Third, having well-kept transferrable records and biomedical research databanks of patients’ details could benefit precision medicine6 and would aid in conflict resolution.

Huangzhou City initiated an X-ray security and safety detection system in its healthcare systems because China is to host the 2016 Group of Twenty (G20) summit in Hangzhou, one of most beautiful, safe and clean cities in China, best known for its scenic West Lake. This X-ray system exposed seven officially-controlled potential assault weapons such as knives in one hospital during the first day of its pilot trial. Basically, this system is similar to those in airports and subway security control systems. Importantly, this should be expanded to other cities rather than fading away after the G20 summit. Although we laud their efforts, it would be far better if such systems could be deployed for most if not all healthcare facilities and we may be able to prevent AHcV from occurring in the first place. The ban on assault weapons should also be renewed. Without weapons, hate-filled individuals and those with mixed motivations will be prevented from doing extensive violence (Extra comment: X-rays are harmful to unborn babies so there could be some serious problems with X-ray systems scanning everyone coming into a hospital, so many patients, esp. pregnant women should have been given special concerns).
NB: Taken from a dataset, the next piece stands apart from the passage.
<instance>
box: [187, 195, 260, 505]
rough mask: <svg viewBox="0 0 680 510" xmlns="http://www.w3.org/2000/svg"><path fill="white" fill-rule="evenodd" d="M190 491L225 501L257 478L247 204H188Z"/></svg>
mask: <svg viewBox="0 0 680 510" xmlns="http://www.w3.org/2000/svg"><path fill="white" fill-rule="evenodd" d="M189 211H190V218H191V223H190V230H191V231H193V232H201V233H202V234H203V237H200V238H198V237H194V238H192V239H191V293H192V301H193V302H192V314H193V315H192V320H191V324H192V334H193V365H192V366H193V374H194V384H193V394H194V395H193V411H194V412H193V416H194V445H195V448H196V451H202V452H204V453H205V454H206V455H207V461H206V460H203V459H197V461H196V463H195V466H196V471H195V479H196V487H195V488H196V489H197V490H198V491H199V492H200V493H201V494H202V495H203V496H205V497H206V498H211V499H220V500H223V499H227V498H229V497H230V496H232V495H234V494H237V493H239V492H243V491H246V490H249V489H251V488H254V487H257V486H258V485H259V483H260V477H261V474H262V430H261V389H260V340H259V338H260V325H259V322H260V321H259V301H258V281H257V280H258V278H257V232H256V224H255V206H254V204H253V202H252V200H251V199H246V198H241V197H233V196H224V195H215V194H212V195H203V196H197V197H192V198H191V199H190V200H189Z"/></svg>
What could preclude X-ray installation in other medical centers in China? The cost? Given the, Chinese emphasis on "saving face", how do we protect patient privacy and should we report mental health histories that suggest a high risk of violence? But there is no excuse for stopping action. We need identify patients, their relatives or others who are at risk for any impulse towards violence. Moreover, we need further better assessment tools and pathways to provide education and resources for our at-risk patients [1].

Fifth, China is revolutionizing the pricing systems of apparatus and pharmaceuticals in healthcare and increasing the payments of clinical services and make doctors more professional.

All (non-)stakeholders may play their part [1-7]. Though the tragedies mentioned above were hate crimes against healthcare givers, tolerating against one group often leads to tolerance of violence other members of society or even vulnerable parties associated with healthcare workers, such as the children in kindergarten in a town in Jiangsu, women working on night shifts, etc. We and our government led by President Xi Jin-Ping would like to play our part to counter the status quo, joining the millions of doctors, nurses, researchers, educators and their allies of who will push the campaign against AHcV forward.